そうしたシステムも実は、提供している会社は業務領域にもよるが全国を数社のベンダーでほぼカバーしていることも多く、同じ会社が提供しているシステムであれば、新しい業務への対応も比較的効率的に行うことができる。

実際、標準化システムへの移行でも、TKCのように2026年3月までに標準化対応をすべて完了した、と発表した会社もある。

「クラウドにすれば安くなる」思い込み

また、クラウドにすれば安くなる、という思い込みは、すでに多くの現場のITエンジニアには否定されている。

スタートアップのシステムや、一時的にアクセスが集中するようなシステムの場合にはクラウドの活用は有効だが、システム変更があまり行われない、月次処理が中心の行政システムではオンプレのほうが運用費を抑えることができることは、現場のITエンジニアならわかっている。

さらに、昨今の円安でクラウド費用はどんどん値上がりしており、その費用増加に悩んでいる企業も多い。

さらに自治体システム標準化では、結局、これが標準だというモデルは決められたが、システムは一つにはならなかった。
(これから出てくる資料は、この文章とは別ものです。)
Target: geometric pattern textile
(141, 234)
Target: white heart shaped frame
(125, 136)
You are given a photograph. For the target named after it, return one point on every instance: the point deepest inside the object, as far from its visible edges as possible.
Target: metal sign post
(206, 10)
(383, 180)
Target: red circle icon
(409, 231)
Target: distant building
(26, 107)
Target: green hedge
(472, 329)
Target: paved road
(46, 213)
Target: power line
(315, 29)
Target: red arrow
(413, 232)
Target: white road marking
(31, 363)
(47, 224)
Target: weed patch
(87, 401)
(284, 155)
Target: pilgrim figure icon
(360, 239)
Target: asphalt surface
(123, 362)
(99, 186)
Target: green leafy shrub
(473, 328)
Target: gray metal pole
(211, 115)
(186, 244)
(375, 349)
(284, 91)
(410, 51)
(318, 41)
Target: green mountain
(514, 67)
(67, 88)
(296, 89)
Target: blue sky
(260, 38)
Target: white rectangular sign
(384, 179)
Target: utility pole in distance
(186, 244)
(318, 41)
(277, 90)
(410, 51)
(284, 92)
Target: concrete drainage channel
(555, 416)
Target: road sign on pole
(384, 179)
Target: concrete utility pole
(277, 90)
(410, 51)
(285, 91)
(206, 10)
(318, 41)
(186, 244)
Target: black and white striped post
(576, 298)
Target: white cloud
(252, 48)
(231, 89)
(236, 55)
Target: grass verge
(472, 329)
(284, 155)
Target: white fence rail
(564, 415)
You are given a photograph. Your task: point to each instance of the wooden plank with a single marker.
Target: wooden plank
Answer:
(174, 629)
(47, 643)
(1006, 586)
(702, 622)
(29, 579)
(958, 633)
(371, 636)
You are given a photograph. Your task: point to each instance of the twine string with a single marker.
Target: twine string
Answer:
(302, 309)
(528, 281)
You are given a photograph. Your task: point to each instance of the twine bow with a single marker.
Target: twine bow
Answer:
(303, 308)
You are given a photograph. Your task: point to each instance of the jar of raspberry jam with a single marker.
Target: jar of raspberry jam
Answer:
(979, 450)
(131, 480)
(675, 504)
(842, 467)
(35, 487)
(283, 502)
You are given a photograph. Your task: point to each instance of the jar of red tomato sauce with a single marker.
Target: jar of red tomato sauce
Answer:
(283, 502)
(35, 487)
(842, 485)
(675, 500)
各自治体が今使っているシステムを少し改修して、標準化に対応した、という形を作っただけだ。

そして、そのシステムのサーバーだけをガバメントクラウドに移しただけだ。

データ活用という観点では、そもそもシステムを標準化する必然性は薄く、それぞれのシステムから出力するデータを標準化し、それを統合する、というアプローチもあったはずだ。

実際、マイナンバーのシステムはこの考え方に近く、「集約した個人情報を各行政機関が閲覧できる『一元管理』の方法をとるものではない」もので、従来の行政システムと同様に個別のシステムで分散管理し、必要な場合のみネットワーク経由で照会・提供するものだ。

結局、自治体システム標準化とは、全国が一つのシステムになったわけではなく、数千あったシステムが少し形を変えて、クラウドに乗せ変わっただけだから、例えば給付付き税額控除が導入されたとしても、依然として数千のシステムを個別に改修していく必要がある。